Study Overview
Pathologists’ evaluations of tissue samples from skin cancer tumors have shown improvement when assisted by an AI tool. This enhancement leads to more consistent assessments and more accurate patient prognoses, according to a study conducted by Karolinska Institutet in collaboration with Yale University.
Importance of Tumor-Infiltrating Lymphocytes (TILs)
Tumor-infiltrating lymphocytes (TILs) are crucial biomarkers in various cancers, including malignant melanoma. These immune cells, located in or near tumors, significantly influence the body’s response to cancer. In malignant melanoma, a higher presence of TILs is associated with better outcomes. Pathologists play a vital role in estimating TIL levels, and this study explored how AI can assist in this process.
Study Design
The research involved 98 pathologists and professionals from related fields, divided into two groups:
- The first group consisted of experienced pathologists who assessed TIL levels in digital images of stained tissue sections using standard guidelines.
- The second group included pathologists and other professionals with some experience in pathological image assessment, who were supported by AI in quantifying TILs.
All participants evaluated 60 tissue sections from patients diagnosed with malignant melanoma. The study was retrospective, meaning the diagnoses and treatments had already been established.
Key Findings
The AI-assisted assessments demonstrated several advantages:
- High Reproducibility: Results were consistent across different reviewers, addressing variability in TIL assessments that can affect medical safety.
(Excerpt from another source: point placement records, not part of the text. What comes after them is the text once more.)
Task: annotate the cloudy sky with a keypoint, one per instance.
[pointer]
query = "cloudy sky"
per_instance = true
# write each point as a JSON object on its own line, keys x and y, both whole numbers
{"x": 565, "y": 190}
- Improved Prognostic Accuracy: The AI-supported evaluations provided a more precise understanding of patients’ disease prognoses, with a known ‘correct answer’ for comparison.
Future Implications
According to Balazs Acs, associate professor at Karolinska Institutet, understanding the severity of a patient’s disease through tissue samples is crucial for determining treatment aggressiveness. The AI tool developed could assist in quantifying the TIL biomarker, potentially aiding future treatment decisions. However, further studies are necessary before this tool can be integrated into clinical practice.
Funding and Acknowledgments
The research received funding from the Swedish Society for Medical Research and Region Stockholm, along with several grants from the US National Institutes of Health.